On l’appelle Ceriman, Monstera Deliciosa, ou plus communément « plante à trous ». Quelle que soit l’appellation, c’est devenue en quelques années l’une des plantes d’intérieur les plus photographiées et les plus vendues dans le monde. Et contrairement à beaucoup de tendances déco qui passent aussi vite qu’elles arrivent, le Monstera a su s’installer durablement dans les intérieurs parce qu’il le mérite vraiment.

Grande, graphique, facile à vivre et dotée d’une croissance spectaculaire, c’est une plante qui récompense ceux qui s’en occupent bien. Voici tout ce qu’il faut savoir pour la choisir, l’installer et la garder en bonne santé !

L’essentiel à retenir :
  • Le Monstera Deliciosa est une plante tropicale originaire d’Amérique centrale, robuste et adaptable à la vie en intérieur.
  • Il tolère une lumière indirecte mais a besoin d’un emplacement lumineux pour développer ses fameuses feuilles découpées.
  • L’excès d’eau est son principal ennemi : on arrose peu mais régulièrement, en laissant le substrat sécher entre deux arrosages.
  • Sa croissance peut être spectaculaire dans de bonnes conditions : jusqu’à un mètre par an en hauteur.

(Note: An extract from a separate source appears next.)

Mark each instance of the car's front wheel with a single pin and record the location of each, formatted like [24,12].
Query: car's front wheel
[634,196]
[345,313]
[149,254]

Plante Ceriman : origine, caractéristiques et pourquoi elle séduit autant

Le Monstera Deliciosa est originaire des forêts tropicales humides d’Amérique centrale, du Mexique jusqu’au Panama. Dans son milieu naturel, c’est une liane qui grimpe le long des arbres à la recherche de lumière, pouvant atteindre 20 mètres de hauteur. Ses feuilles, qui peuvent dépasser un mètre de diamètre à l’âge adulte, sont percées de trous et découpées sur les bords, ce qui lui a valu ses nombreux surnoms : plante à trous, plante gruyère, ou encore côte d’Adam.

Ces découpures ne sont pas un hasard de la nature. Elles permettent à la plante de laisser passer la lumière jusqu’aux feuilles inférieures dans des conditions de sous-bois dense, et de résister aux vents forts sans se déchirer. En intérieur, elles donnent ce côté graphique et architectural qu’aucune autre plante ne reproduit vraiment.

Le nom « Deliciosa » vient de son fruit comestible, un épi charnu qui ressemble à un épi de maïs vert et qui dégage une odeur de fruit exotique en mûrissant. On le trouve rarement sur les plantes d’intérieur en Europe, la floraison nécessitant des conditions de lumière et de chaleur difficiles à reproduire dans nos logements. Mais en serre ou sous les tropiques, ce fruit est apprécié pour son goût qui rappelle l’ananas et la banane mélangés.

Lumière, température, humidité : l’environnement idéal du Monstera

C’est sur ce point que beaucoup de propriétaires se trompent. Le Monstera supporte l’ombre, certes, mais il ne s’y développe pas vraiment. Dans un coin sombre, les nouvelles feuilles poussent entières, sans découpures, et la plante reste chétive. C’est la lumière indirecte abondante qui lui permet d’exprimer tout son potentiel, avec ces grandes feuilles monumentales et découpées qui font son caractère.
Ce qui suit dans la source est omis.